Thursday, February 20, 2014

Why more inflation would be super helpful

Many people think that inflation is bad always,
Seriously, full speed ahead
everywhere, and forever. But it’s not. A lack of inflation, in fact, may be part of why our nation’s economy can’t seem to get any momentum. This is rarely discussed outside of econ arenas, so I was happy to see this story (via the AP) on inflation in the Salt Lake Tribune yesterday. First, I'll flesh out their list of inflation’s benefits and then show that, despite the frequent cries currency debasement the last few years, inflation is currently at historic lows.

1. Inflation makes people and corporations more eager to spend money. As the value of one’s cash pile dwindles because of inflation (think Apple’s pointless $150 billion stash), one looks for investments and expansion projects in a hurry.

2. Inflation erodes the value of debts that are in nominal dollars (ie, not linked to inflation—think mortgages and most debt in America). While the payments stay the same over time, with higher inflation (and the wage inflation that comes with it), the country would more quickly erase much of the debt and underwater mortgage overhang from the crises of 2009.
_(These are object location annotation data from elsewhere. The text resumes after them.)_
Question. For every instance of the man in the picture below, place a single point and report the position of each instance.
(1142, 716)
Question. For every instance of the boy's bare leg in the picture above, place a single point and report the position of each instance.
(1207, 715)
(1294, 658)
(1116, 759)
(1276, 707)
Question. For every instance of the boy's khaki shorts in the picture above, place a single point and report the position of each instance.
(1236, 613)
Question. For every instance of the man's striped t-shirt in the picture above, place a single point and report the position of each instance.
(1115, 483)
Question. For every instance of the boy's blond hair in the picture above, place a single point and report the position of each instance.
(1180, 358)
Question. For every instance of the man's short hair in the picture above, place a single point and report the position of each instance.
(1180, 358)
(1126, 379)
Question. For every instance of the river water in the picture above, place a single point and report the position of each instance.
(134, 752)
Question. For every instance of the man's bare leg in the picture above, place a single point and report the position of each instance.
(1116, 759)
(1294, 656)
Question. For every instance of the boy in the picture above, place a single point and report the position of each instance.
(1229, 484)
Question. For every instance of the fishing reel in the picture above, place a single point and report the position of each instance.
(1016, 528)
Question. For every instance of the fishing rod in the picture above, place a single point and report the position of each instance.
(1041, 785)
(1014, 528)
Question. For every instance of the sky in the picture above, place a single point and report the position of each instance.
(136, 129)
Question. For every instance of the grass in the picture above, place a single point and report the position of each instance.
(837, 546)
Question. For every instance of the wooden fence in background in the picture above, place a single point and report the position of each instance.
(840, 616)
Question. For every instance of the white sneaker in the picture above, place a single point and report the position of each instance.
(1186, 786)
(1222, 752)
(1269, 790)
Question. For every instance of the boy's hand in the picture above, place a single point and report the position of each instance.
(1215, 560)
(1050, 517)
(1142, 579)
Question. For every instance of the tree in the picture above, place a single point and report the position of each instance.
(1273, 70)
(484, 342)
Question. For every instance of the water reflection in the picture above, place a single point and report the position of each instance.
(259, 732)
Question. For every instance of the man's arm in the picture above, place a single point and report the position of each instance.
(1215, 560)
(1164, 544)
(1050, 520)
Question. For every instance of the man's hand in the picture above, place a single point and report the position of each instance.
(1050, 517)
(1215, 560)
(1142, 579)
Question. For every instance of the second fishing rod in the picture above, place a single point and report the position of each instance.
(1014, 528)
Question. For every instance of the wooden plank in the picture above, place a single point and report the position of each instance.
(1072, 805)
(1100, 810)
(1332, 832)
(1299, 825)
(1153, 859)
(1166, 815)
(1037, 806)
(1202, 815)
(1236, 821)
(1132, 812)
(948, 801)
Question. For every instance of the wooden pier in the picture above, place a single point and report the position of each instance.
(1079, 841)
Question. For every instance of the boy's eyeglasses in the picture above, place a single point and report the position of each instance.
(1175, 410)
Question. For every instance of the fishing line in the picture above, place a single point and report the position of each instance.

3.In a recession, if wages were able to fall it would help the job market to clear (ie, jobless can find jobs) and for the economy to more quickly be restored to full employment through lower labor costs. Economists debate how sticky (or flexible) nominal wages actually are. If inflation were higher, employers could more easily reduce real (ie, inflation adjusted) wages by not giving raises, while not lowering nominal wages (which is hard). While it sounds bad to take a pay cut, this would actually help produce higher wages in the end via a more dynamic economy.

4. The Federal Reserve lowers interest rates (ie, makes money cheaper) in bad times to stoke the economy and raises rates in good times to ward off inflation. With the recent crisis, the Federal Reserve has lowered rates all the way to zero (where they run out of this kind of ammunition). If inflation were higher, the Federal Reserve would have more room to cut (and could actually turn real interest rates negative), as nominal interest rates are naturally higher with higher inflation. Negative real interest rates means one would actually be paid to take out a loan (to start a business, expand their company, etc).

It’s weird. Instead of people calling for such measures the last few years, we’ve actually had a large number of people worried about money debasement and inflation that’s too high. Looking at the data, this is silly.



The figure is from the awesome FRED website. Note that inflation is currently lower than it’s been in ~50 years. Based on the 2% inflation target the Federal Reserve has set and the benefits of inflation laid out above, we could actually use more dollar debasement around these parts.